Critics and Players approach games in very different ways. Critics are often looking for flaws in the stories, glitches in mechanics, poorly put together game-play issues, aesthetic issues, and how the game compares to others in the same genre they’ve pigeon-holed it in. When the game does well, it does well in these areas. When it does poorly, it’s often because something in those particular areas was terrible, or didn’t fit in. The relationship between these elements is important, too. You might think that this covers most of the bases, and you’d be right. it doesn’t cover all of them, though. There is a lot to a game that comes from the player. Critics are paid to do this, and thus, there are two important differences in approach that manifest in these particular methods of appraisal. The first is that they are going to be trying to give a review that will inform their audience about the overall quality of the game. How solid it is. SpecOps took chances on the intelligence and the experience of the player. It made its points through interaction and depended heavily on the player to engage with it. It did not, however, focus on making a cutting-edge, next-generation shooter. It did this on purpose to deliver a story and a message. When you’re reviewing this game for mass-appeal, then you can’t often depend on having a particular player. You’ll be looking at the game itself, rather than how it might or will interact with the player. Silent Hill 2 is a good example of this. Coming out now, it would do terribly. However, it’s an amazing game that I still play today. Thankfully, it’s been long enough that people recognize it as being awesome, much the same way people have come around to SpecOps, but that doesn’t mean it would have the same reception if released today. The other difference, and part of the reason that critics approach games differently, is that playing games for a professional critic is a job. This means that they have to put in the time. They might not have the luxury of settling in after a long day of work and immersing themselves in the world, or taking breaks. This means that the flaws grate harder and the game is inescapable. instead of being a fantasy world, it’s a poorly put together version of worlds that they spend their days in. Also, they’ve got media attention on them, so personal opinions have to fall by the wayside, occasionally. Sometimes, you’ve got more riding on being politically correct than a few Kharmic Down-votes.

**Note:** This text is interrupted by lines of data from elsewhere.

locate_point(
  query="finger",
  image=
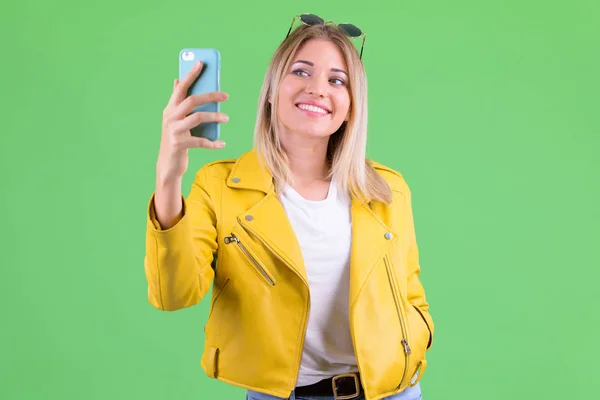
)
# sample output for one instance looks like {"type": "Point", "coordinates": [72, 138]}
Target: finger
{"type": "Point", "coordinates": [180, 90]}
{"type": "Point", "coordinates": [191, 102]}
{"type": "Point", "coordinates": [196, 142]}
{"type": "Point", "coordinates": [197, 118]}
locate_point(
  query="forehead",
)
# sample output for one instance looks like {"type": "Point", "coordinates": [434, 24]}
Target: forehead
{"type": "Point", "coordinates": [319, 51]}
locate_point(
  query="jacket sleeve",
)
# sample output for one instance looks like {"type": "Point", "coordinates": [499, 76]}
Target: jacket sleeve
{"type": "Point", "coordinates": [416, 291]}
{"type": "Point", "coordinates": [178, 260]}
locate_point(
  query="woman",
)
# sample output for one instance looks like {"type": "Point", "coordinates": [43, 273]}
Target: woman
{"type": "Point", "coordinates": [316, 293]}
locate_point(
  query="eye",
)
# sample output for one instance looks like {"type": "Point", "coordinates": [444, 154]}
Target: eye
{"type": "Point", "coordinates": [300, 72]}
{"type": "Point", "coordinates": [337, 81]}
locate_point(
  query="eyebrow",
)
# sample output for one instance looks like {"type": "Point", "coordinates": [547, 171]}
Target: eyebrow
{"type": "Point", "coordinates": [312, 65]}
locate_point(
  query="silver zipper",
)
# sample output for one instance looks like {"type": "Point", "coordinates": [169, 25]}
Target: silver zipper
{"type": "Point", "coordinates": [303, 336]}
{"type": "Point", "coordinates": [404, 341]}
{"type": "Point", "coordinates": [233, 238]}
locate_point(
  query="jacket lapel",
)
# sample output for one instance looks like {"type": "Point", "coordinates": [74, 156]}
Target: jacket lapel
{"type": "Point", "coordinates": [267, 219]}
{"type": "Point", "coordinates": [371, 239]}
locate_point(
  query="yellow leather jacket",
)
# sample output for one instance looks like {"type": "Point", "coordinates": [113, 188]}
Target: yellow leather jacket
{"type": "Point", "coordinates": [260, 298]}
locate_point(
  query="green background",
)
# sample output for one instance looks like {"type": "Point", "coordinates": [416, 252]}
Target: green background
{"type": "Point", "coordinates": [488, 108]}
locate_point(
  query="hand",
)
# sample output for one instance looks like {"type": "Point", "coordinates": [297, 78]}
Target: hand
{"type": "Point", "coordinates": [177, 121]}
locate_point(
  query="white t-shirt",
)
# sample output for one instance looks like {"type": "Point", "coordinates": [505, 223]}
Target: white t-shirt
{"type": "Point", "coordinates": [324, 231]}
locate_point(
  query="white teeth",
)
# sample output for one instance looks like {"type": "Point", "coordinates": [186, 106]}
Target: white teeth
{"type": "Point", "coordinates": [312, 108]}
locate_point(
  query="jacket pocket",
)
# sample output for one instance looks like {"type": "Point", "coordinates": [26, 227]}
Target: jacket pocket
{"type": "Point", "coordinates": [254, 262]}
{"type": "Point", "coordinates": [216, 298]}
{"type": "Point", "coordinates": [399, 310]}
{"type": "Point", "coordinates": [426, 324]}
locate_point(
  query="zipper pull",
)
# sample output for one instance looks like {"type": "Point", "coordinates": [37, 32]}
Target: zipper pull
{"type": "Point", "coordinates": [232, 238]}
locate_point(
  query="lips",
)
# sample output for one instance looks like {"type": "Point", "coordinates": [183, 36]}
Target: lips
{"type": "Point", "coordinates": [313, 107]}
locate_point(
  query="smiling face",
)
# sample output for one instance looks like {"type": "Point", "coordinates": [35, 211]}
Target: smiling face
{"type": "Point", "coordinates": [313, 97]}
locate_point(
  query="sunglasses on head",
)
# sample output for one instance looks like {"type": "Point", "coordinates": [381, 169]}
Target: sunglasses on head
{"type": "Point", "coordinates": [311, 19]}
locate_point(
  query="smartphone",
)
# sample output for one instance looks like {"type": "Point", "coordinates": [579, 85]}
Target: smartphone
{"type": "Point", "coordinates": [208, 81]}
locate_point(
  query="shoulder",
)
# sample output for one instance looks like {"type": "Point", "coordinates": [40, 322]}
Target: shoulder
{"type": "Point", "coordinates": [394, 178]}
{"type": "Point", "coordinates": [218, 168]}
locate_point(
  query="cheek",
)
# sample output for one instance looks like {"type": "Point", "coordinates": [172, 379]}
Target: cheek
{"type": "Point", "coordinates": [343, 105]}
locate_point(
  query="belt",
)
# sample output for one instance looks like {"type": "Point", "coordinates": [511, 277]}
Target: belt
{"type": "Point", "coordinates": [340, 387]}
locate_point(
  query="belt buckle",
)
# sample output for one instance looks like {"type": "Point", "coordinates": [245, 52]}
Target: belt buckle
{"type": "Point", "coordinates": [345, 397]}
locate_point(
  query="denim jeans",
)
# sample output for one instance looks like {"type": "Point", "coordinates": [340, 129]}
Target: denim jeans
{"type": "Point", "coordinates": [410, 393]}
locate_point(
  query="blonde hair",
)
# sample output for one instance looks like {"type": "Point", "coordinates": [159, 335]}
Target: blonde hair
{"type": "Point", "coordinates": [347, 147]}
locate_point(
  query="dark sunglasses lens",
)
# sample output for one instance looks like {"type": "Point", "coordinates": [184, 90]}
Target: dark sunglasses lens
{"type": "Point", "coordinates": [311, 19]}
{"type": "Point", "coordinates": [351, 30]}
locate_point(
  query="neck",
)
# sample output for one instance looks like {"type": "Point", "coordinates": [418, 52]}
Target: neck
{"type": "Point", "coordinates": [307, 157]}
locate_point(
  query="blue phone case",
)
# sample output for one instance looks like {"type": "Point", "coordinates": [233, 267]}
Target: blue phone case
{"type": "Point", "coordinates": [208, 81]}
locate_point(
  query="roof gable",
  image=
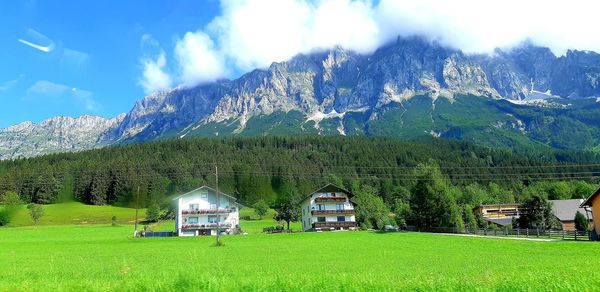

This means that they’ve seen a lot of games. This means that when a game scores highly over many reviewers, it’s probably a solid, well-put-together title. That doesn’t mean that games that score lowly will not be good games. In fact, some of them are down-right amazing when approached in a certain way. You have to remember, you are the player and how you approach the game is essential. You add to it. That doesn’t mean that reviews are worthless, though. I always check them first. They’re incredibly useful, insightful, and interesting. Sometimes, they’ve drastically improved my enjoyment of something because they saw something I didn’t. And, this post is just a general observation that only applies occasionally. Lots of the time, a review is a dependable gauge on the quality of a game. Just remember, a quality game is not necessarily a good game, and vice versa.

Finally, I’d like to draw your attention to something we fucked up on. As players, we vote on which games get made, and which chances are taken, by the games we buy. I have to hang my head in shame, because I didn’t buy Psychonauts when it came out. The critics told us it was awesome, and we were too busy playing Halo to notice. So, keep your ear to the ground, and take some chances on interesting ideas, but don’t ignore the critics. They’re working hard to help us find some really quality stuff, but you can’t assume they’re infallible, or approaching a game the same way you do. Hell, Bejewelled 2011 scored a 90 overall, and I hate that game. It’s boring. Well put together, but I don’t enjoy it for more than a few minutes. Now Tetris…

Basically, scores aren’t everything, but they’re damn-well something.